Supplementary Statement of Reasons by a Trial Level Judge, Redux

Abdelkader v. Hosny, 2018 WL 3579897 (App. Div. July 26, 2018).  In State in Interest of N.P., 453 N.J. Super. 480 (App. Div. 2018), discussed here, Judge Messano discussed the purpose of Rule 2:5-6(c).  That rule, which allows a trial judge to produce a supplementary statement of reasons for his or her decision following the filing of a motion for leave to appeal, permits the judge to “permit the trial judge to alert [the Appellate Division] to an issue that would benefit from our early intervention, not argue against our involvement.”  As Judge Messano also noted there, the judge’s original opinion presumably already contained reasons supporting the issuance of his or her ruling, so that no additional advocacy in support of that decision was necessary or appropriate.

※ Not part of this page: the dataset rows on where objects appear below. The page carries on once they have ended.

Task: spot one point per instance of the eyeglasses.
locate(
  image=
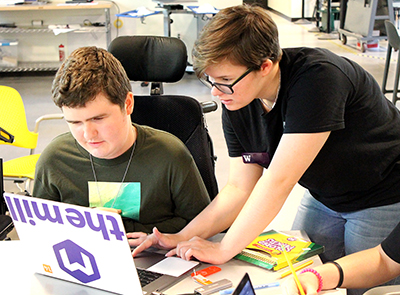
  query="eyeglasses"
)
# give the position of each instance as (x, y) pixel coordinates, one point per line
(224, 88)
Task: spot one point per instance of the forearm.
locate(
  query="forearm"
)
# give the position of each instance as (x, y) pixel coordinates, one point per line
(263, 205)
(363, 269)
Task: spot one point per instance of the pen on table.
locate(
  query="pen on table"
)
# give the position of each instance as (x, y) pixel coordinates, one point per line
(257, 287)
(286, 273)
(292, 270)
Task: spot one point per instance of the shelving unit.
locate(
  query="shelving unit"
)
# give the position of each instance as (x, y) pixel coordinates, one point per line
(27, 31)
(364, 21)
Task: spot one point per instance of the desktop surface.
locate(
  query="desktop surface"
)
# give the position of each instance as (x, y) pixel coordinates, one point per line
(18, 278)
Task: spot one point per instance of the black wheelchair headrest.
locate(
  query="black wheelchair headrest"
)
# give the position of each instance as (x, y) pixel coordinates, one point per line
(150, 58)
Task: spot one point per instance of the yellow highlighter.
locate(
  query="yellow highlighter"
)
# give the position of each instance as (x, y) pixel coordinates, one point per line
(292, 270)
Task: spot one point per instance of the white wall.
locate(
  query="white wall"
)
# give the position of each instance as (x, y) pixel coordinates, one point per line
(44, 46)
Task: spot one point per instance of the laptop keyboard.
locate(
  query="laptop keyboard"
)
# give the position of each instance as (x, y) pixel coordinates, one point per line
(146, 277)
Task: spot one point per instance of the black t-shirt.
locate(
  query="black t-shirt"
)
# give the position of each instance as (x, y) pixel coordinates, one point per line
(391, 244)
(358, 166)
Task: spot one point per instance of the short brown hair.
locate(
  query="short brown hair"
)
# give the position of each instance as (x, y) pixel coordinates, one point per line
(243, 34)
(87, 72)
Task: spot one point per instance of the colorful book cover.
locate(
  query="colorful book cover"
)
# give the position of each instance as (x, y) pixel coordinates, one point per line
(266, 250)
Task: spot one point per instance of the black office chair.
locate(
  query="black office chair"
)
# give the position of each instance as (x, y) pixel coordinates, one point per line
(393, 43)
(159, 60)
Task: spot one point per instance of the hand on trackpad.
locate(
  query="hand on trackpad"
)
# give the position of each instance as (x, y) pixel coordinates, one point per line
(173, 266)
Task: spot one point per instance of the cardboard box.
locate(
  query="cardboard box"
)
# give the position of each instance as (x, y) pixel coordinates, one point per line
(8, 53)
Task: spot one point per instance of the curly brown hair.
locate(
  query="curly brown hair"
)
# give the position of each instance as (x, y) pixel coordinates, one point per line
(87, 72)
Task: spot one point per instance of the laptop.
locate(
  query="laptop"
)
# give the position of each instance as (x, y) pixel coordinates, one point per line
(245, 287)
(89, 247)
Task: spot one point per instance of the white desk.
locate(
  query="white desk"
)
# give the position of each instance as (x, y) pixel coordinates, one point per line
(16, 277)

Today, in an unpublished per curiam opinion, a panel headed by Judge Messano (Judges O’Connor and Vernoia also participated) expressed a similar view regarding Rule 2:5-1(b).  That rule allows a trial judge to issue “an amplification of a prior statement, opinion or memorandum made either in writing or orally” in connection with a final judgment (as opposed to an interlocutory ruling of the type involved in N.P.).  In this appeal from the Family Part, the trial level judge submitted a letter to the Appellate Division, after all the parties’ briefs were filed, “ostensibly pursuant to Rule 2:5-1(b), supplementing her lengthy written opinion.”  Plaintiff urged the Appellate Division to disregard the letter.  The panel agreed, stating that the Rule’s “intent is not to permit the judge to respond to arguments made by counsel on appeal.”  The opinion cited N.P. for that proposition.

The rules permitting trial judges to supplement their prior rulings after a motion for leave to appeal or a notice of appeal have been filed are intended to ensure that those judges have the opportunity to lay out all reasons for their rulings if they did not already do so.  The rules were not, however, meant to allow trial judges to become advocates in the Appellate Division.  That may be a fine distinction, but Judge Messano’s N.P. opinion, and his panel’s decision today, make clear that the distinction is an important one.  If a trial judge steps over the line, appellant’s counsel should do as counsel did here and seek to prevent the Appellate Division from considering an improper submission by the trial judge.